The problem was how they ran:Each alone, in a system that punishes political individualism.
What needs to happen next?
From this analysis, three strategic alternatives emerge for the forces of change:
1. Building a political federation
A coalition of values and principles, not just an electoral fusion.
- Each retains identity,
- But together craft a unified platform to reform the system.Starting this fall, they must create a shared front with clear cooperation rules and responsibility-sharing.
2. Electoral reform as a political and civic battle
Focus must shift to the rules of the game.
- Demand a national proportional system (no regional correction), or
- Lower national thresholds.
Time for organized pressure on Parliament and international partners to revise the Electoral Code—a matter of democratic order.

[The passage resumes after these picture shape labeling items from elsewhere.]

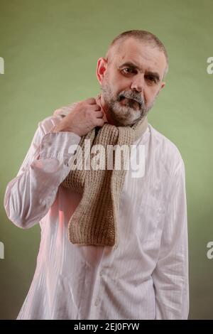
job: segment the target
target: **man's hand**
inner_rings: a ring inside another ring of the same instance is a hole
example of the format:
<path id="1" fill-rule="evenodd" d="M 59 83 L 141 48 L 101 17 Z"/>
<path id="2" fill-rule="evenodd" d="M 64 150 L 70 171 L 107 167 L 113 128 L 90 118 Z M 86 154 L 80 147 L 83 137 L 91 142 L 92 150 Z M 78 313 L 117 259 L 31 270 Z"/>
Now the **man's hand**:
<path id="1" fill-rule="evenodd" d="M 94 97 L 79 102 L 53 129 L 52 132 L 61 131 L 74 132 L 84 136 L 95 126 L 102 126 L 105 114 Z"/>

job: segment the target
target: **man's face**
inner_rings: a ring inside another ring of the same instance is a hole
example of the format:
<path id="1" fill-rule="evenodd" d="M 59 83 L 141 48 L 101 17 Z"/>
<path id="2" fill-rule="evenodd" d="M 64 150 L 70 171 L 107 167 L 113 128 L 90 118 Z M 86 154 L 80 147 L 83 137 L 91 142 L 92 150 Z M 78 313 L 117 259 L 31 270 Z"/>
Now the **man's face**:
<path id="1" fill-rule="evenodd" d="M 131 125 L 148 113 L 165 85 L 165 68 L 162 51 L 134 38 L 116 47 L 109 65 L 99 60 L 104 103 L 116 124 Z"/>

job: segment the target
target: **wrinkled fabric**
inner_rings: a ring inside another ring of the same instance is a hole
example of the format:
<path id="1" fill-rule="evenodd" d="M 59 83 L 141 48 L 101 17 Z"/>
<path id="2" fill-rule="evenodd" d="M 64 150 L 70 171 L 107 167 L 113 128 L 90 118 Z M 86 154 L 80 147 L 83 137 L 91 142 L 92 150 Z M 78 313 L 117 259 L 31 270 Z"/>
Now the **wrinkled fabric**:
<path id="1" fill-rule="evenodd" d="M 60 185 L 69 147 L 80 137 L 52 133 L 60 117 L 38 124 L 4 207 L 16 226 L 40 224 L 36 269 L 17 319 L 186 319 L 189 311 L 185 166 L 177 147 L 150 124 L 145 174 L 126 171 L 119 203 L 119 244 L 81 246 L 67 238 L 81 195 Z M 138 156 L 137 156 L 138 154 Z"/>

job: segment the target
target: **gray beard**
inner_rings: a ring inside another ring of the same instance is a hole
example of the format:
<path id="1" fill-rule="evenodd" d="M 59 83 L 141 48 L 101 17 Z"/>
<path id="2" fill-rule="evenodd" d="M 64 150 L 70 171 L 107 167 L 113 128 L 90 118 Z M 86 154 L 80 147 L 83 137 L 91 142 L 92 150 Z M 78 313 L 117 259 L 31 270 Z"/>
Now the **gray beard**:
<path id="1" fill-rule="evenodd" d="M 152 104 L 146 107 L 143 99 L 133 91 L 123 90 L 116 97 L 114 97 L 107 83 L 102 85 L 102 90 L 104 99 L 108 107 L 109 113 L 117 126 L 134 124 L 138 119 L 147 115 L 155 101 L 154 99 Z M 120 101 L 125 97 L 127 99 L 126 104 L 121 105 Z M 139 107 L 138 108 L 136 106 Z"/>

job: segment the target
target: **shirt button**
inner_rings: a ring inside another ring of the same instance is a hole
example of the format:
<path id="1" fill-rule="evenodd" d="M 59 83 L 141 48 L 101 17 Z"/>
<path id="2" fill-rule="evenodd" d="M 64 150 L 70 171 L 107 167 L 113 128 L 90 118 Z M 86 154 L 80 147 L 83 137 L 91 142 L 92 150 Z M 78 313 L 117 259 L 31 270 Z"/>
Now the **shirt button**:
<path id="1" fill-rule="evenodd" d="M 94 305 L 95 305 L 96 306 L 97 306 L 98 304 L 99 304 L 99 299 L 98 299 L 98 298 L 97 298 L 97 300 L 95 301 Z"/>
<path id="2" fill-rule="evenodd" d="M 101 270 L 101 271 L 100 271 L 100 276 L 102 276 L 103 274 L 104 274 L 104 271 L 103 271 L 103 270 Z"/>

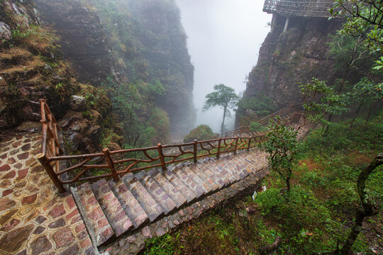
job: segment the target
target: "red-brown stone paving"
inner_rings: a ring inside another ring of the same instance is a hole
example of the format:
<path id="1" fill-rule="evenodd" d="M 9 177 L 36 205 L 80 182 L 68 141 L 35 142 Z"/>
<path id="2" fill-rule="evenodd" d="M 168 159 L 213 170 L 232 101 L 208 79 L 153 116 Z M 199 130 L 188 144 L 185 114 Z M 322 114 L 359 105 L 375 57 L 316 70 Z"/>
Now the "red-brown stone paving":
<path id="1" fill-rule="evenodd" d="M 92 254 L 72 195 L 58 196 L 34 158 L 40 142 L 39 134 L 0 142 L 0 254 Z"/>

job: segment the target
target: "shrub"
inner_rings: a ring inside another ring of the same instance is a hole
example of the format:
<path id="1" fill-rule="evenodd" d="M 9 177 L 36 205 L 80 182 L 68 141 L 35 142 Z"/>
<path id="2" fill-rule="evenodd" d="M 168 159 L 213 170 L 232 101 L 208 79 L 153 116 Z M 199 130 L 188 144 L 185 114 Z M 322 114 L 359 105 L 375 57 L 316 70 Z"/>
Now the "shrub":
<path id="1" fill-rule="evenodd" d="M 216 134 L 213 133 L 209 126 L 200 125 L 192 131 L 184 138 L 184 142 L 193 142 L 194 139 L 197 140 L 206 140 L 213 139 Z"/>

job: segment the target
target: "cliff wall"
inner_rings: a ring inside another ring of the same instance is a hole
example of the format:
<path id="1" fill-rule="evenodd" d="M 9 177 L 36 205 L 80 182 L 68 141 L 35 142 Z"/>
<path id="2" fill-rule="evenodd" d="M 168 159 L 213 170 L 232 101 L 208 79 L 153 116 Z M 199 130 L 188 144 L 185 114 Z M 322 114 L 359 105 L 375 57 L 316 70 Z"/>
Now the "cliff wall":
<path id="1" fill-rule="evenodd" d="M 260 50 L 257 65 L 249 74 L 237 125 L 241 118 L 245 123 L 248 122 L 246 117 L 256 117 L 257 107 L 266 101 L 274 105 L 274 110 L 301 101 L 299 84 L 312 77 L 333 85 L 341 76 L 335 70 L 328 45 L 328 35 L 340 28 L 340 21 L 292 16 L 283 33 L 286 17 L 273 15 L 272 30 Z M 256 103 L 246 103 L 252 100 Z"/>
<path id="2" fill-rule="evenodd" d="M 113 132 L 111 101 L 76 79 L 61 57 L 57 37 L 40 21 L 33 1 L 0 2 L 0 75 L 6 81 L 0 86 L 1 135 L 38 131 L 38 100 L 45 98 L 67 145 L 93 152 L 106 130 Z"/>
<path id="3" fill-rule="evenodd" d="M 112 76 L 119 88 L 160 84 L 163 93 L 152 96 L 153 106 L 166 112 L 170 121 L 167 128 L 180 132 L 192 128 L 194 67 L 174 1 L 36 3 L 43 22 L 60 35 L 64 57 L 73 63 L 80 81 L 105 87 L 105 78 Z M 141 122 L 151 114 L 149 110 L 136 113 Z"/>

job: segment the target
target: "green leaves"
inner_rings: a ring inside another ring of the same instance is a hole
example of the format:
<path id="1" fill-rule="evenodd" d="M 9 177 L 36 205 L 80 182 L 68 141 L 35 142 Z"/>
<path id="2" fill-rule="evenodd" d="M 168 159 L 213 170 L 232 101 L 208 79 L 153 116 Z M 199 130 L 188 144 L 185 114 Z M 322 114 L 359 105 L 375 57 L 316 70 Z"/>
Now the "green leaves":
<path id="1" fill-rule="evenodd" d="M 297 135 L 298 132 L 295 129 L 286 126 L 277 116 L 277 120 L 269 127 L 266 142 L 259 144 L 260 149 L 269 154 L 267 160 L 272 170 L 278 173 L 286 182 L 287 191 L 290 189 L 292 169 L 296 164 L 301 151 Z"/>
<path id="2" fill-rule="evenodd" d="M 377 65 L 372 67 L 372 69 L 380 70 L 383 67 L 383 57 L 380 57 L 380 60 L 376 60 L 375 63 L 377 63 Z"/>
<path id="3" fill-rule="evenodd" d="M 222 109 L 226 109 L 226 116 L 231 115 L 231 110 L 237 107 L 239 96 L 234 89 L 222 84 L 214 85 L 214 91 L 208 94 L 205 98 L 206 101 L 202 108 L 203 111 L 207 111 L 211 108 L 218 106 Z"/>
<path id="4" fill-rule="evenodd" d="M 339 115 L 347 111 L 349 95 L 338 94 L 326 81 L 313 78 L 311 83 L 301 85 L 304 96 L 303 108 L 311 121 L 325 121 L 326 115 Z"/>

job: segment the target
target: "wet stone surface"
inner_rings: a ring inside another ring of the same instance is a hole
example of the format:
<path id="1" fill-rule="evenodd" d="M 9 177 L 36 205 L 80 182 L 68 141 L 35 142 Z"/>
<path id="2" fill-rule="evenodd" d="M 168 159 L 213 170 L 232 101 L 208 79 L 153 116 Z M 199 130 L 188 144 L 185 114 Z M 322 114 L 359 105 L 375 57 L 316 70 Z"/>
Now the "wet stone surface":
<path id="1" fill-rule="evenodd" d="M 74 231 L 82 220 L 72 195 L 59 196 L 34 157 L 40 140 L 27 134 L 0 142 L 0 254 L 84 254 L 91 244 L 85 230 Z"/>

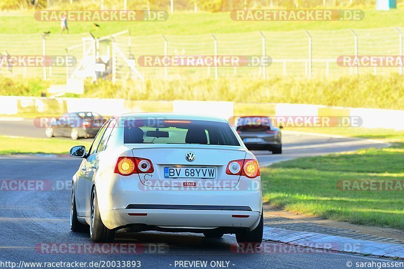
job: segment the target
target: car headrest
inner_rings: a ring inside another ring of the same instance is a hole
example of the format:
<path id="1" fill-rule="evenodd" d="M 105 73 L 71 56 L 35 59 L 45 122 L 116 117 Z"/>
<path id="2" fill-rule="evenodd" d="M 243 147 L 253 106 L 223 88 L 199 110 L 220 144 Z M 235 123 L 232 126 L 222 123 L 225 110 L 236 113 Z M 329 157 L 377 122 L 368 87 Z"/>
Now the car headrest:
<path id="1" fill-rule="evenodd" d="M 187 144 L 208 144 L 208 138 L 203 128 L 191 128 L 188 130 L 185 136 Z"/>
<path id="2" fill-rule="evenodd" d="M 139 127 L 129 127 L 125 132 L 125 143 L 143 143 L 143 132 Z"/>

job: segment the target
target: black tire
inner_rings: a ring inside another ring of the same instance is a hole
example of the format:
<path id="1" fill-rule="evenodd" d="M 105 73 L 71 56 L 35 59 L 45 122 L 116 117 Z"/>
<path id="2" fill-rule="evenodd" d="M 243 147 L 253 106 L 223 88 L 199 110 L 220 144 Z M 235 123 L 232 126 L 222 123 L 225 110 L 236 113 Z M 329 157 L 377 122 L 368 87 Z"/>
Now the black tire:
<path id="1" fill-rule="evenodd" d="M 236 234 L 237 244 L 241 247 L 245 247 L 246 244 L 252 244 L 254 247 L 259 247 L 262 243 L 264 232 L 264 212 L 262 211 L 258 226 L 251 231 L 244 231 Z"/>
<path id="2" fill-rule="evenodd" d="M 46 137 L 50 138 L 55 136 L 54 135 L 54 128 L 52 127 L 46 127 L 45 129 L 45 135 Z"/>
<path id="3" fill-rule="evenodd" d="M 79 130 L 77 128 L 72 128 L 70 130 L 70 138 L 73 140 L 77 140 L 79 138 Z"/>
<path id="4" fill-rule="evenodd" d="M 272 149 L 272 154 L 282 154 L 282 145 Z"/>
<path id="5" fill-rule="evenodd" d="M 115 231 L 110 230 L 103 223 L 98 207 L 97 192 L 94 188 L 91 194 L 91 213 L 90 219 L 90 236 L 95 243 L 111 242 L 114 240 Z"/>
<path id="6" fill-rule="evenodd" d="M 73 232 L 85 232 L 88 230 L 88 226 L 82 224 L 77 220 L 76 198 L 74 197 L 74 191 L 73 189 L 72 189 L 72 199 L 70 202 L 70 230 Z"/>
<path id="7" fill-rule="evenodd" d="M 206 232 L 204 233 L 204 235 L 208 238 L 221 238 L 224 234 L 215 232 Z"/>

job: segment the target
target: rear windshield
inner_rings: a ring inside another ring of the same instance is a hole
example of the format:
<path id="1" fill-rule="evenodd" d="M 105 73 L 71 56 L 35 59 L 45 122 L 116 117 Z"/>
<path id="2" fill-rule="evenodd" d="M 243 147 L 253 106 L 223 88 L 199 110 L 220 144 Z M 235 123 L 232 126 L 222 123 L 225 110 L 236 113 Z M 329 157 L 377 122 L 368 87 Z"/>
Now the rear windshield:
<path id="1" fill-rule="evenodd" d="M 95 112 L 79 112 L 78 115 L 81 119 L 101 117 L 99 114 Z"/>
<path id="2" fill-rule="evenodd" d="M 125 121 L 124 143 L 239 146 L 226 123 L 178 120 Z"/>

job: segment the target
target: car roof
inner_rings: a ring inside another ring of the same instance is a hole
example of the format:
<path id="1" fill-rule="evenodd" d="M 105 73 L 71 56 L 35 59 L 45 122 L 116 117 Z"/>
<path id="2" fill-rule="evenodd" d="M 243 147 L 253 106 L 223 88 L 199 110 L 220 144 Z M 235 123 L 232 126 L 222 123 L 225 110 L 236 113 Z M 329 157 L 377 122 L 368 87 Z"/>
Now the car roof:
<path id="1" fill-rule="evenodd" d="M 131 118 L 145 119 L 149 118 L 166 118 L 168 120 L 187 120 L 189 121 L 208 121 L 227 123 L 227 120 L 224 118 L 203 114 L 192 114 L 187 113 L 173 113 L 171 112 L 153 112 L 141 113 L 126 113 L 116 115 L 114 118 Z"/>

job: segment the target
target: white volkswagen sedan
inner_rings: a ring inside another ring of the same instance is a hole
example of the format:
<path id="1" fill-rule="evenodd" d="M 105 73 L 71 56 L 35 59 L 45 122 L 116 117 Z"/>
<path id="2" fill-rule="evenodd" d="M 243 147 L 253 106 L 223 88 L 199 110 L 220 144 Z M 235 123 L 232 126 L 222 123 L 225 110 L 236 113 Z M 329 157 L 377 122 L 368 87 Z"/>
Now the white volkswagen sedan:
<path id="1" fill-rule="evenodd" d="M 262 241 L 258 163 L 222 118 L 172 113 L 115 117 L 99 130 L 73 177 L 70 224 L 94 242 L 115 233 L 187 232 Z M 87 228 L 88 229 L 88 228 Z"/>

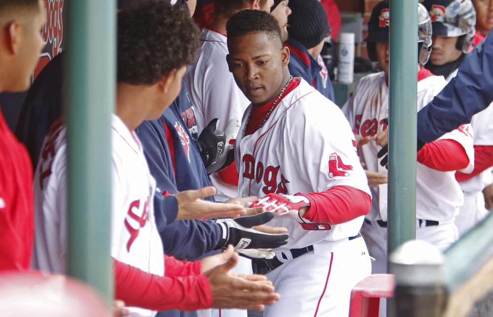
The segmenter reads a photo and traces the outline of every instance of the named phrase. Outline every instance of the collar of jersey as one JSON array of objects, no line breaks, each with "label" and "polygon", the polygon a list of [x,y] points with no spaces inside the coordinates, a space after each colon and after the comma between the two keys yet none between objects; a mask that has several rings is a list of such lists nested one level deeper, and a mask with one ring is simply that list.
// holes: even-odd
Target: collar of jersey
[{"label": "collar of jersey", "polygon": [[114,114],[111,114],[111,127],[134,151],[138,153],[141,152],[142,147],[135,134],[128,129],[119,117]]}]

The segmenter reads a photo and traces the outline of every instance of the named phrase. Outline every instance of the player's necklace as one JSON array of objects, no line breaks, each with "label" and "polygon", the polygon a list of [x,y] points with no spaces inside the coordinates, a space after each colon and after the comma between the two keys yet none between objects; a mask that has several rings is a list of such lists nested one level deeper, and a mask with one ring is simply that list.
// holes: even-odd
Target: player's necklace
[{"label": "player's necklace", "polygon": [[[269,119],[269,117],[271,115],[271,113],[272,113],[274,108],[276,108],[276,105],[277,104],[278,101],[279,101],[279,99],[281,99],[281,97],[282,96],[282,94],[284,93],[284,91],[286,90],[286,88],[287,88],[288,85],[289,85],[289,83],[290,83],[291,81],[292,80],[293,76],[289,76],[289,80],[287,81],[287,83],[286,84],[286,86],[284,86],[284,88],[282,88],[282,90],[281,91],[279,95],[278,96],[278,97],[276,98],[276,100],[274,100],[274,102],[273,102],[272,106],[271,107],[271,108],[269,109],[268,111],[267,111],[267,114],[265,115],[265,118],[264,118],[264,121],[262,122],[262,123],[260,124],[260,127],[258,127],[259,129],[264,126],[264,124],[265,124],[265,122],[267,121],[267,119]],[[245,137],[245,131],[246,131],[246,126],[248,126],[248,122],[250,121],[250,117],[251,117],[251,113],[253,112],[253,107],[252,107],[250,109],[250,113],[248,114],[248,118],[246,118],[246,122],[245,123],[245,126],[243,127],[243,137]]]}]

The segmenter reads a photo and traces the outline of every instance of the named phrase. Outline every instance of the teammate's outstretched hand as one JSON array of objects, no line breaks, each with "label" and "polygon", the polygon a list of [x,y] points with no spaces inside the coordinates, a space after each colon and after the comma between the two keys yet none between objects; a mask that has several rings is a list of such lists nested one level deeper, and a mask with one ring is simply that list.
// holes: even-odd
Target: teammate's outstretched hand
[{"label": "teammate's outstretched hand", "polygon": [[[204,272],[211,284],[214,308],[240,308],[262,311],[266,305],[272,305],[281,297],[263,275],[238,276],[229,270],[238,261],[238,254],[229,246],[214,260],[227,261]],[[203,260],[203,261],[204,260]]]},{"label": "teammate's outstretched hand", "polygon": [[493,208],[493,184],[485,187],[483,194],[485,196],[485,207],[490,210]]},{"label": "teammate's outstretched hand", "polygon": [[[258,199],[258,198],[256,196],[250,196],[249,197],[238,197],[237,198],[228,199],[226,201],[226,203],[229,204],[238,203],[241,204],[242,206],[245,206],[246,207],[247,204],[249,206],[254,202],[256,201]],[[245,215],[244,215],[244,216],[255,216],[255,215],[258,215],[259,214],[265,213],[266,211],[265,208],[262,207],[257,207],[253,208],[246,208],[245,210],[246,210],[246,213]]]},{"label": "teammate's outstretched hand", "polygon": [[365,174],[366,174],[366,178],[368,179],[368,186],[370,187],[377,187],[379,185],[387,184],[388,182],[387,175],[385,174],[366,170],[365,170]]},{"label": "teammate's outstretched hand", "polygon": [[212,218],[236,218],[246,214],[241,205],[236,203],[214,203],[201,198],[212,196],[215,189],[204,187],[198,190],[185,190],[175,194],[178,203],[176,220],[184,219],[211,219]]}]

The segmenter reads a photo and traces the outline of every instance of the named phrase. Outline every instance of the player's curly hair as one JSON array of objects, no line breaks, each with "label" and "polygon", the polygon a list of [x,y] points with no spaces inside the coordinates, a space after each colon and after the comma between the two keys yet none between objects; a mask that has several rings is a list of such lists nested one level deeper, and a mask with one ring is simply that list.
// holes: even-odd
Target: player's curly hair
[{"label": "player's curly hair", "polygon": [[[253,0],[212,0],[213,14],[230,17],[237,11],[251,4]],[[260,0],[258,2],[261,6],[264,6],[267,0]]]},{"label": "player's curly hair", "polygon": [[38,0],[0,0],[0,16],[12,9],[38,10]]},{"label": "player's curly hair", "polygon": [[139,1],[118,12],[117,80],[152,85],[192,63],[199,29],[181,6]]},{"label": "player's curly hair", "polygon": [[226,25],[228,38],[251,33],[266,32],[269,39],[282,46],[281,28],[276,18],[258,10],[243,10],[232,16]]}]

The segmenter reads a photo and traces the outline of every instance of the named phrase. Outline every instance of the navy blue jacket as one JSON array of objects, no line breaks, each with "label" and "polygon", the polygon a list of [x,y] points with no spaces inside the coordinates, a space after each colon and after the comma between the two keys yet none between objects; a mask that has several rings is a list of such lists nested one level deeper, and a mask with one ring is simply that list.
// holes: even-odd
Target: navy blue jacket
[{"label": "navy blue jacket", "polygon": [[320,56],[320,61],[316,61],[304,46],[292,38],[288,38],[284,45],[291,53],[287,68],[293,77],[301,77],[329,100],[335,102],[330,77]]},{"label": "navy blue jacket", "polygon": [[473,115],[493,101],[492,32],[464,59],[457,75],[418,113],[419,141],[432,142],[471,122]]},{"label": "navy blue jacket", "polygon": [[[144,121],[136,130],[143,144],[151,174],[163,194],[173,194],[211,186],[199,148],[183,119],[182,114],[192,107],[187,95],[183,85],[179,96],[161,118]],[[189,128],[193,129],[194,117],[189,122],[191,124]],[[156,196],[155,202],[159,204],[156,206],[162,206],[162,214],[171,212],[169,209],[173,208],[177,211],[174,197]],[[212,197],[206,199],[214,201]],[[165,217],[158,214],[158,208],[154,210],[166,254],[180,259],[196,258],[217,245],[221,231],[215,222],[178,221],[167,225]]]},{"label": "navy blue jacket", "polygon": [[36,169],[44,136],[62,115],[62,68],[64,53],[53,58],[28,92],[15,135],[24,144]]}]

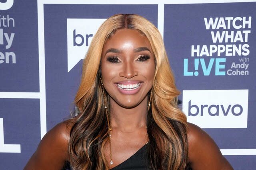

3. Grassroots political action beyond elections
Losing parties must not vanish until 2029.They must become active structures that:
- Influence local issues,
- Oversee budgets,
- Monitor public services,
- Encourage citizen participation.
A political force that dies after election day doesn’t grow in citizens’ minds.
A second chance to understand democracy
The numerical victory of SP is not a sign of popular enthusiasm, but a result of a system designed to preserve existing power.Yet this does not make the loss meaningless.For the first time, change wasn’t absent—it failed to unite.
Albanians who want change must move from the emotional phase to the organizational phase.This begins now with:
- Collaboration,
- Strategy,
- And the belief that the vote is just one tool to change power—Not the only one.
If politics is the architecture of the future, then it’s time to build a common home for those who want to live differently.